HDMI 1.3 was a cable change and the introduction of 4K
In summer 2006 the version arrived HDMI 1.3 (8.16 Gbit / s maximum) which was a new advance in terms of resolution and hertz for gaming, but also had limitations in certain modes. A) Yes, 720p could bear up 120 Hz and FHD rose to the 144 Hz natively, where for the first time we saw the support to the 240 Hz under this resolution.
This support included RGB compression to reduce the bandwidth of the cable, since it reached 14 Gbits / s. On 2560x1440p support was given until 144 Hz Also, but as in 1080p they included RGB compression, where it reached 14.08 Gbit / s.
The 120 Hz they also suffered from such compression despite only getting 11.59 Gbit / s bandwidth. For the first time a cable as standard supported the resolution 4K, and it did so natively at 30 Hz without restrictions and at 60 and 75 Hz with color compression.
We cannot forget the support to 5K with color compression due to the 10.94 Gbit / s it needed.

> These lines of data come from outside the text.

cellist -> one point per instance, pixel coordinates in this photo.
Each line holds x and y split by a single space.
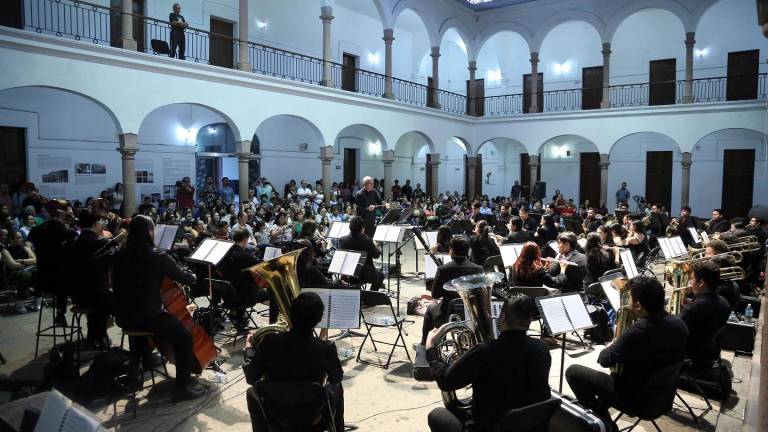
138 273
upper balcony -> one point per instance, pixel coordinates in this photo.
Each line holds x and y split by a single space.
97 24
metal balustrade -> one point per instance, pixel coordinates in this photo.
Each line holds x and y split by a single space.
90 22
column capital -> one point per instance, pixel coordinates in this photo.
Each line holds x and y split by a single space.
690 39
326 14
606 49
389 36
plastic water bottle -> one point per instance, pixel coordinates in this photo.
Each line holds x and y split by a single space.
748 312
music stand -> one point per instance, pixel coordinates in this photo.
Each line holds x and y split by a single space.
564 314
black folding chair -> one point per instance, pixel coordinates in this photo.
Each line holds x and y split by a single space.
371 321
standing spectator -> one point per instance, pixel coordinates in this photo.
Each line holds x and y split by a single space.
226 192
185 195
622 195
178 24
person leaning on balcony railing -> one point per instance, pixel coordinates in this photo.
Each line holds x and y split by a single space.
178 24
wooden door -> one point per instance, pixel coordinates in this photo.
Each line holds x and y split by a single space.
658 178
350 165
11 14
527 92
221 45
591 87
348 81
661 90
738 182
589 178
13 156
116 23
742 75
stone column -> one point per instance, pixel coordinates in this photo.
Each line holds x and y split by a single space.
126 39
326 15
435 162
471 186
388 39
603 180
243 157
534 82
326 157
533 163
388 158
472 90
244 64
606 102
435 77
689 43
128 148
686 181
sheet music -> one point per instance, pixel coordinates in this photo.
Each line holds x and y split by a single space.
272 253
510 253
430 267
628 262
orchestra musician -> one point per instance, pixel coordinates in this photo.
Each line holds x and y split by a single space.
568 277
357 240
655 341
138 272
705 317
438 313
506 373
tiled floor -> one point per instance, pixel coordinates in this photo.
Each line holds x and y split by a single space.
376 399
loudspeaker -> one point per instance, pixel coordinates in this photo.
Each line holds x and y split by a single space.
539 191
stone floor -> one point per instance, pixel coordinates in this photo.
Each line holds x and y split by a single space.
376 399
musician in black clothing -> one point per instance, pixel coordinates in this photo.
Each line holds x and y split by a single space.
568 277
654 342
509 372
367 199
138 271
89 286
438 313
706 316
358 241
297 355
48 240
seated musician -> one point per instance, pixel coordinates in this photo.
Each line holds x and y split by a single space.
655 341
509 372
438 313
481 244
298 355
529 270
138 273
568 277
516 233
705 316
357 240
244 293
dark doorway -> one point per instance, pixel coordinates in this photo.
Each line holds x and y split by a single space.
222 45
662 82
350 165
591 87
738 182
116 23
742 75
13 156
527 92
589 178
658 178
11 14
348 72
479 98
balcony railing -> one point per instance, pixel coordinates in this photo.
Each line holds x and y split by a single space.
101 25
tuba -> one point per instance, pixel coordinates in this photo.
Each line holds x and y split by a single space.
458 337
283 284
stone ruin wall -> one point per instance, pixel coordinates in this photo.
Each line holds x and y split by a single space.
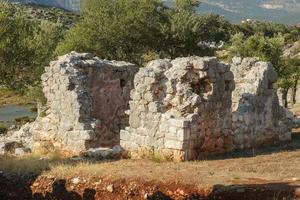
86 99
183 109
180 108
257 118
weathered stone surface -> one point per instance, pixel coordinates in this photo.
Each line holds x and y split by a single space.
86 99
258 119
187 105
194 107
182 109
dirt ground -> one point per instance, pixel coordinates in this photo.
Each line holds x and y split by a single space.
271 173
268 173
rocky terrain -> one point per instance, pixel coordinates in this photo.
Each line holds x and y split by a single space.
280 11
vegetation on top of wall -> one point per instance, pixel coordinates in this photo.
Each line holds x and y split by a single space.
136 31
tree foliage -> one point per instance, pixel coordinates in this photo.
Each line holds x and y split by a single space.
136 30
26 46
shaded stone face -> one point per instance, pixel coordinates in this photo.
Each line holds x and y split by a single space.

The pretensions of the standard did not change while they were releasing versions and it remained in terms of resolution and hertz exactly the same until 1.4b, also included. This does not mean that there were no improvements to each version, since between 1.3 and 1.4b was added, for example, DTS-HD or Dolby TrueHD, an audio return channel, or support for Ethernet.
HDMI 2.and 2.0b
With version 2 of HDMI (14.4 Gbit / s maximum) that arrived at the end of 2013, another quite important leap in performance was made, since 720p remained native until 120 Hz, 1080p did the same until 240 Hz and 1440p achieved that the 144 Hz did not need color compression with its consequent loss of quality.
Unfortunately, the 1440p at 240 Hz they still needed them (24.62 Gbit / s). For its part, 4K was supported for the first time up to 75 and 120 Hz, both with RGB compression, but we were able to use the 60 Hz no loss.
The resolution 5K (2880p) it finally had native 30 Hz lossless and even reached 60 Hz with compression, showing that it could be scaled one step further in terms of pixels. And so it was, since we were able to enjoy the 8K (24.48 Gbit / s) at 30 Hz with RGB compression.
Other relevant details were the implementation of audio up to 1536 kHz (7.1 to 192 KHz), support for 21: 9 aspect ratio, or dynamic synchronization of streaming video and audio.
HDMI 2.0a was released in 2015 and only added support for HDR, while version 2.0b came out a year later providing the only novelty HLG (Hybrid Log-Gamma),
The latest version of the standard (HDMI 2.1) arrived in January 2017 with new improvements in resolution and hertz, where by standard it is stated that a cable is needed HDMI 4K as such, although many advise on certified cable due to the brutal increase in bandwidth that was achieved.
And it is that we went from the 14.4 Gbps of the version 2.0b at 42.6 Gbps of this version 2.1. This assumes that in 720p we will have 30, 60 and 120 Hz, in 1080p up to 30.60, 120, 144 and 240 Hz, in 1440p support up to 30, 60.75, 120, 144 and 240 Hz, all without color compression.
Going to 4K, we will have 30, 60, 75, 120 and 144 Hz natively and without restrictions, but the 240 Hz (54.84 Gbps) will need compression, although in this case we already opted to DSC and not RGB as such.
5K or 2880p will house 30 Hz, 60 Hz and 120 Hz, having this last compression DSC by needing 45.66 Gbps. Finally, 8K will only have natively 30 Hz, since, although now the 60 Hz and 120 Hz both of these refresh rates will require DSC.